Finding travel mate (a good one) is a matter when you want a meaningful traveling, at least once in your life. It does not really matter when you wish to be alone in your journey. Everyone of us is a traveler yet a travel mate. Whatever it is, be a good one.
Sudah hampir satu bulan sejak saya mengambil hadiah voucher JungleLand dari Radio UFM. Voucher itu, entah bagaimana tetap tersimpan rapih, bahkan sejak beberapa hari yang lalu di dalam map bersama kertas dan dokumen-dokumen penting lain di dalam kamar. Dan setelah mencoba mengajak seorang teman, lalu teman yang lain yang ternyata keduanya tidak cocok waktunya, Kamis lalu ternyata saya malah pergi dengan seorang teman yang saat ini tinggal jauh di Pekalongan sana.

Firly nama teman baik saya itu. Saya mengenalnya sudah cukup lama, belum 10 tahun, namun saya merasa cocok ketika bepergian baik dekat maupun jauh bersamanya. Dia perempuan yang bukan hanya baik, dan cantik tentu saja, meskipun ia tidak pernah percaya kalau saya mengatakan hal ini (semua perempuan cantik dan diciptakan sempurna oleh Alloh SWT), tapi juga cerdas dan terkadang rapuh. Yang terakhir saya kira wajar karena kita memang diciptakan untuk tidak selalu kuat dan bahagia.

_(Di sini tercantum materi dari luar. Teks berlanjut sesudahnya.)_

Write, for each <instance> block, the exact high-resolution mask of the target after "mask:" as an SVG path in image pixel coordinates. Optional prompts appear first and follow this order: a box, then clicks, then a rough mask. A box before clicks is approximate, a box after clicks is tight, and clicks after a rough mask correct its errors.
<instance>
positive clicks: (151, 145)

Dan begitulah takdir, kadang kita berencana, namun Alloh pun punya rencana yang tiada sesiapa pun dapat menunda atau mempercepatnya jika ia sudah berkehendak atas segala sesuatu. Jujur, pada awalnya saya pesimis untuk mengajak Firly, tapi, tiba-tiba, momennya terasa pas untuk mengajaknya rehat sejenak dari aktifitas mengajarnya yang padat di Pekalongan sana.

Begitu saja, saya tanpa ekspektasi apa pun menghubungi dan memberitahukannya perihal tiket JungleLand yang masih tersimpan begitu saja di dalam map. Tiketnya memang hanya 2, dan oleh karenanya saya tidak kesulitan menentukan siapa yang akan saya ajak ke sana mengingat saya hanya punya beberapa teman saja yang menurut saya a good travel mate (saya kira kalian tahu siapa).

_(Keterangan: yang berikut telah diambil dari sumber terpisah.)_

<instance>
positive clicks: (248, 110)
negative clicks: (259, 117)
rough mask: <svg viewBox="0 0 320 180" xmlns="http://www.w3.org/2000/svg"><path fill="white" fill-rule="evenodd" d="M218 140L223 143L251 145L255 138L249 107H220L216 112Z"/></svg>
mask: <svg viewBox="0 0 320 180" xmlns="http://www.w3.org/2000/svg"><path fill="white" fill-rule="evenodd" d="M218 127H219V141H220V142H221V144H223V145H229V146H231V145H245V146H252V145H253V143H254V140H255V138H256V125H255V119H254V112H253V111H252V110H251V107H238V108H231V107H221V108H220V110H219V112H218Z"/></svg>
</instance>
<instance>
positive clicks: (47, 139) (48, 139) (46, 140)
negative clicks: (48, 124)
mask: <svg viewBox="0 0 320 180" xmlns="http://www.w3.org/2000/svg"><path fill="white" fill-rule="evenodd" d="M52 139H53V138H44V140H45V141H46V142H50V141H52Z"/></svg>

Qodarulloh wama syaa fa’al, Firly berkenan karena memang sudah masuk waktu liburan (yang cukup panjang) meski ia masih punya jadwal privat namun alhamdulillah bisa diatur waktunya. Saya cukup kagum akan keberanian Firly jalan sendiri. Menggunakan bus pula karena jika saya berada di posisinya saya tidak yakin saya sanggup melakukan perjalanan sendirian, dengan bus pula (lain halnya dengan kereta atau pesawat).

Sampai di Jakarta sekitar pukul 4 pagi, Firly pun menghubungi saya selepas subuh dan menanyakan apakah saya dapat menjemputnya di depan komplek yang tentu saja saya iyakan. Ia sampai sekitar dua jam kemudian dan saya masih sedikit sibuk dengan kegiatan pagi. Saya pun kemudian bergegas menjemputnya setelah mengurus beberapa hal, dan menemukan ia berdiri mojok di depan toko yang tentu saja masih tutup. Wajahnya terlihat lega begitu melihat saya datang bersama motor yang kerap menemani perjalanan saya.

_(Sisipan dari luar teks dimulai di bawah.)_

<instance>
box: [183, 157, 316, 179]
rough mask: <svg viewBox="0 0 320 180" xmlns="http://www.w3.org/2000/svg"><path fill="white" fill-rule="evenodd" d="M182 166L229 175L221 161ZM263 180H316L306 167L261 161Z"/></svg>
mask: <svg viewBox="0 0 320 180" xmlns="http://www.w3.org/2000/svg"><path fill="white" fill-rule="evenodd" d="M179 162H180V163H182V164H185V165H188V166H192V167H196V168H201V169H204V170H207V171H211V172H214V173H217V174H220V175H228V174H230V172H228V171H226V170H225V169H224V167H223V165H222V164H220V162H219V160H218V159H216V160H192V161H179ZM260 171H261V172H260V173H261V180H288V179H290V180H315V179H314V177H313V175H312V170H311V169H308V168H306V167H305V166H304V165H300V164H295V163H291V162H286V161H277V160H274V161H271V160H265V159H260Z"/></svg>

Karena hari masih terlalu pagi dan saya kira ia belum sarapan, saya pun mengajaknya makan lontong sayur Padang, yang ternyata porsinya terlalu besar untuknya. Setelah sarapan, kami pun bersegera ke rumah saya karena saya yakin ia sangat lelah dan butuh bersih-bersih setelah semalam suntuk duduk di dalam bus.

Sekitar pukul 9 kurang, setelah dirasa siap kami pun pamit pergi kepada ibu saya, dan terpaksa kembali karena ternyata tiket yang paling penting dari perjalanan kami hari itu belum saya bawa (masih setia di dalam map). Saya memang pelupa, dan bersyukur perjalanan kami belum terlalu jauh karena saya memutuskan membawa motor dan memarkirnya di stasiun terdekat untuk kemudian melanjutkan dengan kereta api.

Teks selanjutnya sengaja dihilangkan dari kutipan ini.